Julie Howard

Personal information
- Full name: Julie Kathryn Howard
- National team: Canada
- Born: October 23, 1976 (age 49) Brantford, Ontario
- Height: 1.73 m (5 ft 8 in)
- Weight: 63 kg (139 lb)

Sport
- Sport: Swimming
- Strokes: Backstroke, freestyle
- Club: Brantford Aquatic Club

Medal record
Women's swimming
Representing Canada
World Championships (SC)
| Silver medal – second place | 1995 Rio de Janeiro | 4×100 m medley |

= Julie Howard =

Canadian swimmer

Julie Kathryn Howard (born October 23, 1976), later known by her married name Julie Johnson, is a former international butterfly and backstroke swimmer from Canada, who competed at two consecutive Summer Olympics.

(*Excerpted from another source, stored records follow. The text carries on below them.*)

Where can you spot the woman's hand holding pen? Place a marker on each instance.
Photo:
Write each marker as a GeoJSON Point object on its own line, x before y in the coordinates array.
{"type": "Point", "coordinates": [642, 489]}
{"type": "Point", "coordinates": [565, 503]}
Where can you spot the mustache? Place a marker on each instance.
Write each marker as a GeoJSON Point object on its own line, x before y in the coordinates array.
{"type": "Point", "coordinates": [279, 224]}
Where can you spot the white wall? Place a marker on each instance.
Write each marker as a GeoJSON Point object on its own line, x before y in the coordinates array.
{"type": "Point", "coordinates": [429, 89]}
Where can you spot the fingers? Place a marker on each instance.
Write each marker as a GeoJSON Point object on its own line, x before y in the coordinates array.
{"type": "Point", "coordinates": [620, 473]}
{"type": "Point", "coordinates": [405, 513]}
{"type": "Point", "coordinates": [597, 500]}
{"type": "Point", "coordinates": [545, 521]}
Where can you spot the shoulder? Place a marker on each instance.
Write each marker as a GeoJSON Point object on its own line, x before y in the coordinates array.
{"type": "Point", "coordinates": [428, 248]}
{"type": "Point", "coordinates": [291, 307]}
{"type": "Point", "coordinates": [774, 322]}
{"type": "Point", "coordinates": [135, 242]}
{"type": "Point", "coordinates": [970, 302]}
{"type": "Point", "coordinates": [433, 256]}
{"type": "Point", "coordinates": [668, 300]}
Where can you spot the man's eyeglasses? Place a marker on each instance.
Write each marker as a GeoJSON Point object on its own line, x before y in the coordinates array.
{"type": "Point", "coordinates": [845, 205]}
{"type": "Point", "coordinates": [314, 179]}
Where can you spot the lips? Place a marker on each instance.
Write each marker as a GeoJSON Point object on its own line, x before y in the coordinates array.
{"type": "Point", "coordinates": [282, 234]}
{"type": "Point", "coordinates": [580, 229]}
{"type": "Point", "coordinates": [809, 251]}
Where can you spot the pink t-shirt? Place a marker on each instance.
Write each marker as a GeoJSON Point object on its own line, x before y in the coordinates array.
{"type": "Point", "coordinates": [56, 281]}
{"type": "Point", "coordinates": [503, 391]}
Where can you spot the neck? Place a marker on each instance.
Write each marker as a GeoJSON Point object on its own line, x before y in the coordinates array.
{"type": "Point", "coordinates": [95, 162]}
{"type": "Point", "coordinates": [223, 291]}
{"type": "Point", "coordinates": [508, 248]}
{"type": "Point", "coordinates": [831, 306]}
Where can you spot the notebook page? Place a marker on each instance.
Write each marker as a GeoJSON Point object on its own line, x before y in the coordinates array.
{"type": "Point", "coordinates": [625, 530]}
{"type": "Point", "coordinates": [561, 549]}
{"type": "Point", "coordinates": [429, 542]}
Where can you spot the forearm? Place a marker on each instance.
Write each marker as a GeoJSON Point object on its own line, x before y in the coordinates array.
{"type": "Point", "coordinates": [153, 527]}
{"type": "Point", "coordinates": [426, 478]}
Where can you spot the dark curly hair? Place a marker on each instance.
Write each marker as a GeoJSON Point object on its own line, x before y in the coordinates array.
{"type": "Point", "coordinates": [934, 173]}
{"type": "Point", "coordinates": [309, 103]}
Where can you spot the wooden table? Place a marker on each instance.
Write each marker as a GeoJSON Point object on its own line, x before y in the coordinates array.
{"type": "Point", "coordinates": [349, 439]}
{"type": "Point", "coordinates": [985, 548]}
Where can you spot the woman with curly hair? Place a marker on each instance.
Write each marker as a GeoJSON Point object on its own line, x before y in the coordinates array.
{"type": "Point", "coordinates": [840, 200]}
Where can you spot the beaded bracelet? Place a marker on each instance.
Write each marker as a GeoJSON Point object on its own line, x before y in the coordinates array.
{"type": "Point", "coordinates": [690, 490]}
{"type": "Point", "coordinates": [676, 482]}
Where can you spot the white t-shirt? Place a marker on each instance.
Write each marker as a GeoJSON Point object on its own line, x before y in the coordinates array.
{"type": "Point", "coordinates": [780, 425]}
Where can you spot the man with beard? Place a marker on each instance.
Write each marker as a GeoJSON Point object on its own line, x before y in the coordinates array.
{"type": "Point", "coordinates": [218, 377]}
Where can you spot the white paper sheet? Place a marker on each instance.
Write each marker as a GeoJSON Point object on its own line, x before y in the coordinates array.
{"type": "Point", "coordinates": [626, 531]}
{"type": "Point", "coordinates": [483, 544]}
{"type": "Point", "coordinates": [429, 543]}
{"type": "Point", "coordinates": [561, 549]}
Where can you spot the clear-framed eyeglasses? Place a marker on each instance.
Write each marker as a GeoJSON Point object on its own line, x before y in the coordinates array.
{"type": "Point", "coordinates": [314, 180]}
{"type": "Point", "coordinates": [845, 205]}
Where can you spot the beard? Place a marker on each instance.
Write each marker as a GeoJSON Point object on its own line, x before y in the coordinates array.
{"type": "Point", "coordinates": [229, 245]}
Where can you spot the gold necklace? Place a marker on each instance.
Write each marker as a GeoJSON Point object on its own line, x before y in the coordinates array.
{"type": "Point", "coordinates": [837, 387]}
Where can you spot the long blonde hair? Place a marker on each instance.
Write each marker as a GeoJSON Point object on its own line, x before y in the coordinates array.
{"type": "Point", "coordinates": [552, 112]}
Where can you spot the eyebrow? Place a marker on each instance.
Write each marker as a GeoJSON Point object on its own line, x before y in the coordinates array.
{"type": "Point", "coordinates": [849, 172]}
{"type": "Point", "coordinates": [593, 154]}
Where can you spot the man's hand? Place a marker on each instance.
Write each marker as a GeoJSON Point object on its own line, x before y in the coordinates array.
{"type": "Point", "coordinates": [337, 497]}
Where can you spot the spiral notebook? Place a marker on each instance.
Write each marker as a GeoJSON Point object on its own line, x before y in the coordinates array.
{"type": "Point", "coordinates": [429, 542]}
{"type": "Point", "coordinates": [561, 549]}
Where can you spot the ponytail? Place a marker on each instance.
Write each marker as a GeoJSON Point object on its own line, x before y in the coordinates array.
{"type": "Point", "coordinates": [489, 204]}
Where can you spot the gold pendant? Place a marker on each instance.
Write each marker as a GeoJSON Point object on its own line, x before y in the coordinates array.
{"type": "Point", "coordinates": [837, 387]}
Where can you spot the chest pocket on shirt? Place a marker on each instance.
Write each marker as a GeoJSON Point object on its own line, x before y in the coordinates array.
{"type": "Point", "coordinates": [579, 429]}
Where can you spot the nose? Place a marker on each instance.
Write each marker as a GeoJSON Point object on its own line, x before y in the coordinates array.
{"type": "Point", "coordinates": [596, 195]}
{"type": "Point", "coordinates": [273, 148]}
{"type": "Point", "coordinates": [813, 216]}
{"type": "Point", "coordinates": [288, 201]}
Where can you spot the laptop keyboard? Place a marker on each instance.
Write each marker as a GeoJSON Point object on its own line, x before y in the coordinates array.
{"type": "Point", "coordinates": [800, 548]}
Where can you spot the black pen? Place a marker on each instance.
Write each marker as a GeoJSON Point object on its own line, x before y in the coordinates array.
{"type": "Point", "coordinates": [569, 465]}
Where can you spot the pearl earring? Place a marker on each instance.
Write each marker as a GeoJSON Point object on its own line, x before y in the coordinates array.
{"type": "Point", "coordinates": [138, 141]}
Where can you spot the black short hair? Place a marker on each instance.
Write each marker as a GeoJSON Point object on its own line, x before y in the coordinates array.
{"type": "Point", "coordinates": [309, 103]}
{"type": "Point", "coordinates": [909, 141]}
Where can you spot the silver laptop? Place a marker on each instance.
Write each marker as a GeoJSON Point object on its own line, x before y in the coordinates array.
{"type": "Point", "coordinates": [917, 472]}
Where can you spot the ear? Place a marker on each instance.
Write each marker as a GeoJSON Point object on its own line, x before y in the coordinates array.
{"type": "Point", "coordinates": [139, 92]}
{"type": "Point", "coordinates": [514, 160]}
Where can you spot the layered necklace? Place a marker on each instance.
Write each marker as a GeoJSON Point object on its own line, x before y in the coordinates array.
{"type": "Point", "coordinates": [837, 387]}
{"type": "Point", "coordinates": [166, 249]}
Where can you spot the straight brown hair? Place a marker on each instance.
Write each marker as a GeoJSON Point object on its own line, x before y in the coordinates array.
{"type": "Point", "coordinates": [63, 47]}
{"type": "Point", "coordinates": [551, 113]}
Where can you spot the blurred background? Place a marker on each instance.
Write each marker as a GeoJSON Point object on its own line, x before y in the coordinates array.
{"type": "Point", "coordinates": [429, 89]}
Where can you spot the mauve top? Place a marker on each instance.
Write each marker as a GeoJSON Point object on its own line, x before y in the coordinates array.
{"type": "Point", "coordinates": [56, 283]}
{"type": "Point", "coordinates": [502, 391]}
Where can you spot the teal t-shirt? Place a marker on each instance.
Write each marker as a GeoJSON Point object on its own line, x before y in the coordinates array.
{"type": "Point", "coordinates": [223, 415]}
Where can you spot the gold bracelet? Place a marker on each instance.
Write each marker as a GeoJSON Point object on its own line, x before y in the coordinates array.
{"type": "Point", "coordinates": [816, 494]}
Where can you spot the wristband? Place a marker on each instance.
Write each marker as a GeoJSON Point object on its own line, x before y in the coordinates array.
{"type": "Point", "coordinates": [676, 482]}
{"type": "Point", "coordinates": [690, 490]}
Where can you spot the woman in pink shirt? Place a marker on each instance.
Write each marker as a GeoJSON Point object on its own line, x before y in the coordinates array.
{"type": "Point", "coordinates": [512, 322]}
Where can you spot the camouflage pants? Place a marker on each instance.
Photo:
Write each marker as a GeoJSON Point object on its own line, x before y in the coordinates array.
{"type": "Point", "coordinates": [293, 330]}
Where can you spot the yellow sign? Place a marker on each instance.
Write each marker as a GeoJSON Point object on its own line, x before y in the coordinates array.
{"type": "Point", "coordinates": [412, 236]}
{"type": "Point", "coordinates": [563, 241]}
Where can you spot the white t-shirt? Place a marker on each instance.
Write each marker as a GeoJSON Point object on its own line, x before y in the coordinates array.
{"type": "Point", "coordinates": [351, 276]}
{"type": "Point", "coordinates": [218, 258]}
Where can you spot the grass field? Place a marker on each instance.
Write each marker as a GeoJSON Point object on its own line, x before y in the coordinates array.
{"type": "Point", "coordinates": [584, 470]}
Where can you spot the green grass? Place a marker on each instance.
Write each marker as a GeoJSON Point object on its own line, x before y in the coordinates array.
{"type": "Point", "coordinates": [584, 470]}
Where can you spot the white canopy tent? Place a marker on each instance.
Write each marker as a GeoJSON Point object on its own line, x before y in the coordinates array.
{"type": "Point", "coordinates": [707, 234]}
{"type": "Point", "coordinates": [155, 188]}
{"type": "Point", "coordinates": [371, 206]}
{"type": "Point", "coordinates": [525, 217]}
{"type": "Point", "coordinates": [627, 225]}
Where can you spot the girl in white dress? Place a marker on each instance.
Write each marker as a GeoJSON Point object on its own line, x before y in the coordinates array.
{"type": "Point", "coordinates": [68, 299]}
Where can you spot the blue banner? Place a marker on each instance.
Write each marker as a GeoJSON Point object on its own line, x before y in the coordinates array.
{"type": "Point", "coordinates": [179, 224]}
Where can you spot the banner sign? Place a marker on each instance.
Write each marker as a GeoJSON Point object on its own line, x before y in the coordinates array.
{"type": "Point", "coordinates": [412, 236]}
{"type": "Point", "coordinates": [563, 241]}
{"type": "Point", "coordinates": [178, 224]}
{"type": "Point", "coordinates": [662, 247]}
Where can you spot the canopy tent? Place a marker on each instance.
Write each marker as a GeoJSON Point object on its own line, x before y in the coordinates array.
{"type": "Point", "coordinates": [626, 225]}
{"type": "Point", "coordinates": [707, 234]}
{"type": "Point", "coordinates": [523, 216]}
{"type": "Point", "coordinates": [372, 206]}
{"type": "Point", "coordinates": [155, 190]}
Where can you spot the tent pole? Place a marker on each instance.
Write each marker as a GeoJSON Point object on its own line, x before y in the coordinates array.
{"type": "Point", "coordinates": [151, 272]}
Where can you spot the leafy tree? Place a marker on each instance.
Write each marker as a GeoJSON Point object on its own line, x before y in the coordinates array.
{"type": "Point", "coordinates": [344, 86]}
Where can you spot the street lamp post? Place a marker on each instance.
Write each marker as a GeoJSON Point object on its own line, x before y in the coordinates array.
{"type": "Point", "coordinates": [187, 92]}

At the 1992 Summer Olympics in Barcelona, Spain, she was eliminated in the qualifying heats of the 100-metre butterfly and 100-metre backstroke. Four years later at the 1996 Summer Olympics in Atlanta, United States, Howard's best finish was the fifth place with the Canadian relay team in the 4×100-metre medley, alongside Sarah Evanetz, Guylaine Cloutier and Shannon Shakespeare. In 1995 she won the silver medal in the 4×100-metre medley relay at the 1995 FINA Short Course World Championships, teaming up with Jessica Amey, Lisa Flood and Shannon Shakespeare.

She now teaches STRIDE and AIG in W.H. Robinson elementary school, and Science (specializing in Biology) at Markham District High School.